Figure 3. Differential metabolite abundances in tumor versus normal across cancer types

(A and B) In total, 10/11 studies contained adjacent-normal tissue for comparison and were included in this analysis (in total, 482 tumor samples and 378 normal samples). Analysis was done without regard to whether tumor/normal samples were paired. (A) Proportion of metabolites in each study which were differentially abundant in tumor vs. normal samples (BH-corrected p-value < 0.05). (B) The frequency of differential abundance across all metabolites. Most metabolites are rarely differentially abundant, in part because they may only be measured in a small number of studies. A small number of metabolites are often differentially abundant. (C) Variability of metabolite levels for each study. MAD ratio distributions show the inherent variability of metabolite levels; distributions shifted to the right of zero show a greater degree of variability in tumors compared to normal tissue, while those distributions shifted to the left show less. A total of 343 pairs of tumor/normal samples from 8 studies (Bladder, Breast Terunuma, Breast Tang, Kidney, Pancreatic Kamphorst, Pancreatic Zhang1, Pancreatic Zhang2, Prostate Priolo, and Prostate Sreekumar) were used.

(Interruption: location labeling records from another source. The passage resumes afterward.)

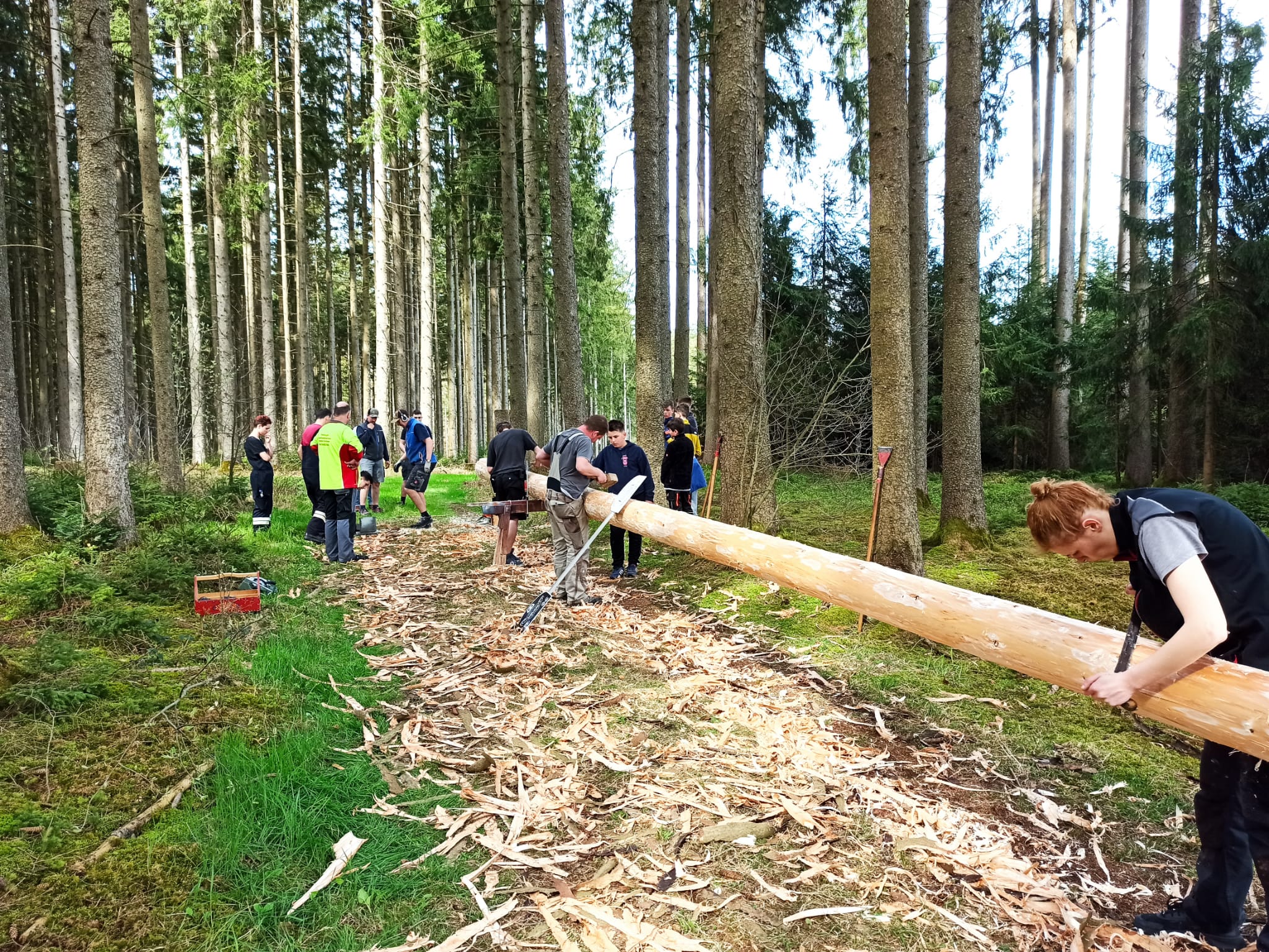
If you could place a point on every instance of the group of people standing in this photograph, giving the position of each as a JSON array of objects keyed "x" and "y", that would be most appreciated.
[{"x": 343, "y": 471}]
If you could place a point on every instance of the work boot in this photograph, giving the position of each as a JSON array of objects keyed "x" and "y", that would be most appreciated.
[{"x": 1174, "y": 918}]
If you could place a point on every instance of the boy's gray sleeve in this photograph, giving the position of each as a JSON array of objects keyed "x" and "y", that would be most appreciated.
[{"x": 1168, "y": 543}]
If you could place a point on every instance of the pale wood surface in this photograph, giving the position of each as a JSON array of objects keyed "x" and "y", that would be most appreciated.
[{"x": 1216, "y": 700}]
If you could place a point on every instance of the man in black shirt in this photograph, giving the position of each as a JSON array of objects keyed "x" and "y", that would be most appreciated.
[
  {"x": 259, "y": 452},
  {"x": 375, "y": 442},
  {"x": 508, "y": 473}
]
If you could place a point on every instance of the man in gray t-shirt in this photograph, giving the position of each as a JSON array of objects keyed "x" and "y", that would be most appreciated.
[{"x": 571, "y": 471}]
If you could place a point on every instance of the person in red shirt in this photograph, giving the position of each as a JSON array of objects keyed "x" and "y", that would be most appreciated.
[{"x": 316, "y": 528}]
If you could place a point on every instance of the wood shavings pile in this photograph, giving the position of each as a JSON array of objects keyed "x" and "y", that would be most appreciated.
[{"x": 618, "y": 808}]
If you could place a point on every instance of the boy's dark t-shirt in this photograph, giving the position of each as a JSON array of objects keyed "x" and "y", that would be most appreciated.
[
  {"x": 254, "y": 446},
  {"x": 507, "y": 452},
  {"x": 626, "y": 464}
]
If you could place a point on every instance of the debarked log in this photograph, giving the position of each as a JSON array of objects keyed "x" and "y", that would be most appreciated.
[{"x": 1216, "y": 700}]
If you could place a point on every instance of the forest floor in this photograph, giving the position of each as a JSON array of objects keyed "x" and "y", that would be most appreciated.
[{"x": 631, "y": 723}]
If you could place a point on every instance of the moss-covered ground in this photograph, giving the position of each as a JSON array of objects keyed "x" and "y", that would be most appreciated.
[{"x": 112, "y": 689}]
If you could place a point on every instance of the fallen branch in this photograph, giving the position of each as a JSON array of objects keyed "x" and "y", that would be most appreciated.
[{"x": 135, "y": 826}]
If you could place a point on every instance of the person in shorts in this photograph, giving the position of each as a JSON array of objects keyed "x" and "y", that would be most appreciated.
[
  {"x": 418, "y": 451},
  {"x": 509, "y": 474},
  {"x": 376, "y": 448}
]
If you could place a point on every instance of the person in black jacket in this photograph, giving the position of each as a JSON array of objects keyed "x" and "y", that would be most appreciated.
[
  {"x": 677, "y": 466},
  {"x": 1200, "y": 573},
  {"x": 626, "y": 461},
  {"x": 375, "y": 445}
]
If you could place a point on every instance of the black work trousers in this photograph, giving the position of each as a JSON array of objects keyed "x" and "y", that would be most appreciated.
[
  {"x": 1231, "y": 811},
  {"x": 617, "y": 543}
]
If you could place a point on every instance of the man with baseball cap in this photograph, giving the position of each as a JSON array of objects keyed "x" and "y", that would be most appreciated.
[{"x": 376, "y": 448}]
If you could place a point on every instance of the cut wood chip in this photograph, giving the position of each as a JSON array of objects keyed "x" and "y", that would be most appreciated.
[{"x": 345, "y": 850}]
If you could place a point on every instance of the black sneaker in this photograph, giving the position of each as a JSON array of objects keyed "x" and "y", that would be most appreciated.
[{"x": 1174, "y": 918}]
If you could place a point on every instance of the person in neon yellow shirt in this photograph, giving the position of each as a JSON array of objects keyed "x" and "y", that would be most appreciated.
[{"x": 338, "y": 453}]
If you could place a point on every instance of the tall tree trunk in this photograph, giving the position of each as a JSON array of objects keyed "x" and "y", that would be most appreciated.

Figure 4. Differential abundance across all cancer types

Blue circles indicate metabolites depleted in tumors relative to normal tissue, red circles indicate metabolites increased in tumors relative to normal tissue). Only metabolites differentially abundant in 6 or more studies are displayed.

Figure 5. Central carbon metabolism across cancer types

(A) Differential abundance (tumor vs. normal) in glycolysis and the TCA cycle across many cancer types. Bars indicate whether the metabolite was higher/lower/unchanged in tumor samples compared to normal tissue; the absence of a bar means the data was missing. BRCA-T: breast data from (Tang et al., 2014), PAAD-H1/2: pancreatic data from (Zhang et al., 2013), PRAD-P: prostate data from (Priolo et al., 2014). Data from 10/11 studies (LGG excluded for no normal samples, in total, 482 tumor samples and 378 normal samples). (B) Sorted log2 ratio of lactate levels in matched tumor/normal samples from 5 cancer types. Approximately 26% of samples have less lactate in tumors compared to normal tissue. In both (A) and (B), analysis was done without regard to whether tumor/normal samples were paired. (C) Frequency of elevation for each metabolite across all matched tumor-normal pairs (343 pairs in total). Kynurenine is elevated in 85% of matched samples.

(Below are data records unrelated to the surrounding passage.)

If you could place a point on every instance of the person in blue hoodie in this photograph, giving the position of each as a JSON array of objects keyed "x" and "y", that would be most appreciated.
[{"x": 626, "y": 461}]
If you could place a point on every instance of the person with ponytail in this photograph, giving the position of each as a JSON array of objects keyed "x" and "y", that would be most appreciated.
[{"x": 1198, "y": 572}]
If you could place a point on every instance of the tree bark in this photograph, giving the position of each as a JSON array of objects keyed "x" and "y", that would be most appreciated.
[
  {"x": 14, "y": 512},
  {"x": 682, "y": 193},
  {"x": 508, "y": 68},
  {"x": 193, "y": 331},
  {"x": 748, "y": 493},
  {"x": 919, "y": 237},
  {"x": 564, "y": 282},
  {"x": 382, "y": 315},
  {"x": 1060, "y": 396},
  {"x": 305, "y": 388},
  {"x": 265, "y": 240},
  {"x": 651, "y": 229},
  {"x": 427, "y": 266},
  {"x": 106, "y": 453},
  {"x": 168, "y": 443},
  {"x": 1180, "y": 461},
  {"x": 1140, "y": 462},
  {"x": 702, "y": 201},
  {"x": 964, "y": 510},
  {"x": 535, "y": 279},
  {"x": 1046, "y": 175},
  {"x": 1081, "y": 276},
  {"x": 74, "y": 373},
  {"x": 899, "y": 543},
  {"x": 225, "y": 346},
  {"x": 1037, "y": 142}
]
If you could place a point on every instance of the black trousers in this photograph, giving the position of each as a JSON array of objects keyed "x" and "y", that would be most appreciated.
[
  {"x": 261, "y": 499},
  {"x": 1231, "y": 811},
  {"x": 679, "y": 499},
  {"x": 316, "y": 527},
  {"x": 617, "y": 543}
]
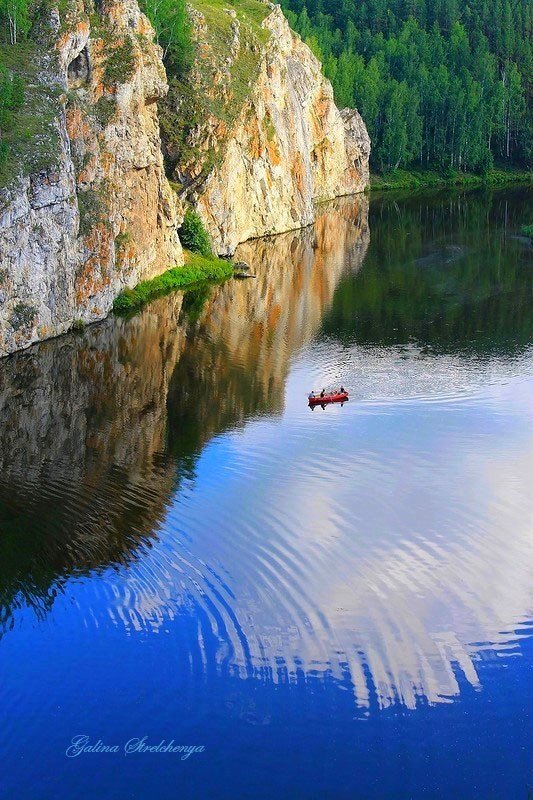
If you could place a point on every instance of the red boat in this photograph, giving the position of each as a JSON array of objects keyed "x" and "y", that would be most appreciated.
[{"x": 317, "y": 400}]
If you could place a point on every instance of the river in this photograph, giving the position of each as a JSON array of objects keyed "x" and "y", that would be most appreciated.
[{"x": 329, "y": 603}]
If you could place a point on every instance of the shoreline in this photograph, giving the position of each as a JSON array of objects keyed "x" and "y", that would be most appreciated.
[
  {"x": 430, "y": 179},
  {"x": 196, "y": 270}
]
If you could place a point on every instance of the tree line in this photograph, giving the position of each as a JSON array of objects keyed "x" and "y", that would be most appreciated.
[{"x": 439, "y": 83}]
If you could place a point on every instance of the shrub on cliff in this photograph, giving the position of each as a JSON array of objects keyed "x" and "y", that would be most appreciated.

Figure 6. Metabolic correlation with tumor progression

A total of 638 of the tissue samples had some type of associated clinical data (392 tumors and 246 normal tissues from 7 studies, including Breast Terunuma, Breast Tang, Kidney, Glioma, Ovarian, Prostate Priolo, and Prostate Sreekumar). Analysis was done without regard to whether tumor/normal samples were paired. Meta-analysis identified 174 metabolites whose abundance in tumors was significantly associated to tumor grade in 1 or more metabolomics studies. (A) Spermidine, a polyamine involved in cell proliferation, had a significant association with tumor grade across four different cancer types (breast, kidney, brain, and prostate cancer). (B) Association of kynurenine levels with tumor grade across several cancers; kynurenine is part of the tryptophan degradation pathway with pro-apoptotic effects on immune cells.